Offered by insurance companies who normally require you to pay a substantial amount into their funds before you are allowed to choose your own assets.

Hybrid SIPPs charge initial set up fees and annual management fees that tend to be capped at around £300 and £600 respectively. They rarely charge dealing fees because, in most instances you are buying into their funds; those that want control over their investments from the start may eschew Hybrid SIPPs. 

 

Is a SIPP right for me?

 

Those with experience of investing that are completely comfortable making their own decisions may consider opening a SIPP.

Some investments that can be held in a SIPP may come with higher levels of risk than you are comfortable with, and as with any DIY  strategy it is for you to ensure that the investments you hold are within your risk tolerance.

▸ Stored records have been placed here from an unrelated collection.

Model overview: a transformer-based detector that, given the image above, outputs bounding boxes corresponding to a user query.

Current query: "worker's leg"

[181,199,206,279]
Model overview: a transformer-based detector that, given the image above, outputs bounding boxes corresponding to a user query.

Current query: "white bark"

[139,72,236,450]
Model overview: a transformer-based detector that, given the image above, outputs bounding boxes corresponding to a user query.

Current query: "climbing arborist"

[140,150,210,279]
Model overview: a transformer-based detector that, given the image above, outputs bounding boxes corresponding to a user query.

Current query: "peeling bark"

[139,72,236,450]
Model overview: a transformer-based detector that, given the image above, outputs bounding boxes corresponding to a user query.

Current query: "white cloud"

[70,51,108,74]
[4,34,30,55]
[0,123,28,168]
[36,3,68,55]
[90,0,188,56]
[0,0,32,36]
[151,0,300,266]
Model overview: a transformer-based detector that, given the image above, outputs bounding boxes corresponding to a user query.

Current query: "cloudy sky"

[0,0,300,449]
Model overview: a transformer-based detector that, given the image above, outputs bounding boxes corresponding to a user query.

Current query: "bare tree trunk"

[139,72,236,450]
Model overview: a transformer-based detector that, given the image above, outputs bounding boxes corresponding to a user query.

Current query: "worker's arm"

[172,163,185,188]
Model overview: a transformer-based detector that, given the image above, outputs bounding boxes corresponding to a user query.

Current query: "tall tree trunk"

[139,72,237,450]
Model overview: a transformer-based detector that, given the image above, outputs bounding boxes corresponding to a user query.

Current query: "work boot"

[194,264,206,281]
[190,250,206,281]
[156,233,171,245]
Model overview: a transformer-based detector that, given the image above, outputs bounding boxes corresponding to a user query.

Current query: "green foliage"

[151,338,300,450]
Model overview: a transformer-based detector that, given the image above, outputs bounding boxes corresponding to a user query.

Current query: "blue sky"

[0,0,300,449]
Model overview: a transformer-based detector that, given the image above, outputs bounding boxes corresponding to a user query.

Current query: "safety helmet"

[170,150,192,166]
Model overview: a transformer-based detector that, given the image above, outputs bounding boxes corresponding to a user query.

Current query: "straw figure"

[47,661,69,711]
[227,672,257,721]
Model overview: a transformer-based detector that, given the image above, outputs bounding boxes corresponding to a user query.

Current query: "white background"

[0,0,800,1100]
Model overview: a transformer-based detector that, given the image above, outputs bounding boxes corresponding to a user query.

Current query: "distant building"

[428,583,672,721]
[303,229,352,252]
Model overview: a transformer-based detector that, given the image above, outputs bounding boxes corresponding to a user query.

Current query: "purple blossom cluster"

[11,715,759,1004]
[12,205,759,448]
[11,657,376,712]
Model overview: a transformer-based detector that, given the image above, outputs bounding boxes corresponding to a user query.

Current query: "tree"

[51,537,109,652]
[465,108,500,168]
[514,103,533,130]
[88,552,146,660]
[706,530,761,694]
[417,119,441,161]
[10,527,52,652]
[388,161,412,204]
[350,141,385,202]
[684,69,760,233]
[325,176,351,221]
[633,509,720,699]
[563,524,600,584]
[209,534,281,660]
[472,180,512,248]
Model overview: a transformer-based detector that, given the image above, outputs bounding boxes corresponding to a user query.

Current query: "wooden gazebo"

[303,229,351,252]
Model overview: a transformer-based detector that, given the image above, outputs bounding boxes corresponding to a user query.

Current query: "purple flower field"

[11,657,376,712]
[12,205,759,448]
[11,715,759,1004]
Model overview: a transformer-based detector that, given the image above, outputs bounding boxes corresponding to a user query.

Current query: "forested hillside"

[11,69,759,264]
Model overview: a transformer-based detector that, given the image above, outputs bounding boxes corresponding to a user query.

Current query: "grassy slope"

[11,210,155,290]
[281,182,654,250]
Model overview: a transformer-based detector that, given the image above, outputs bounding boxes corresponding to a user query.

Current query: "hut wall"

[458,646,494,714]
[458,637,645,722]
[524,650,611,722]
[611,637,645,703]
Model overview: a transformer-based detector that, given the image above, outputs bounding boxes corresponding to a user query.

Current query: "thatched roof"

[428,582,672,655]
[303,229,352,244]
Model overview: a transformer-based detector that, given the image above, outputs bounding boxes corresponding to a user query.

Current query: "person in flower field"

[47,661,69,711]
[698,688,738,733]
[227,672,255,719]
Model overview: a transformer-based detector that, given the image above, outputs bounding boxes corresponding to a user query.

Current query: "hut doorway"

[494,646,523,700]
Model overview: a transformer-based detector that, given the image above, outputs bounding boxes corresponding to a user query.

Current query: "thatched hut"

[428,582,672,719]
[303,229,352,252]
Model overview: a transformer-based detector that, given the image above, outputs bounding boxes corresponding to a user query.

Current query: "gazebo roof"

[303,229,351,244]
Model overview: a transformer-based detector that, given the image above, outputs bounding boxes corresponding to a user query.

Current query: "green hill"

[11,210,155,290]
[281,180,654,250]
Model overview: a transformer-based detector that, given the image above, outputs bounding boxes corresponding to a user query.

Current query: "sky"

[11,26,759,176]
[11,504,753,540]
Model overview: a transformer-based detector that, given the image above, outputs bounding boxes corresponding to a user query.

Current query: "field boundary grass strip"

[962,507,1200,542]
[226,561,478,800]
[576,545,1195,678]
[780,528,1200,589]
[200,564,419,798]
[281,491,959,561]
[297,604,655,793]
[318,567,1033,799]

For those with no experience of investing, a stakeholder or personal pension may be more suitable; those that do opt for a SIPP should ensure that they are aware of the charges they will incur as fees can eat into smaller savings pots.

Starting early allows the investor to take maximum advantage of the ‘miracle’ of compound interest when reinvesting dividends and returns; ‘little for a long time’, is rarely an inferior strategy to ‘nothing and never’.

Because of their inherent flexibility SIPPs allow an investor to select their own investments, buy a ready made portfolio, or purchase products that are actively managed by an investment professional:

Do it Yourself, Do it With me, Do it For me – just don’t do nothing!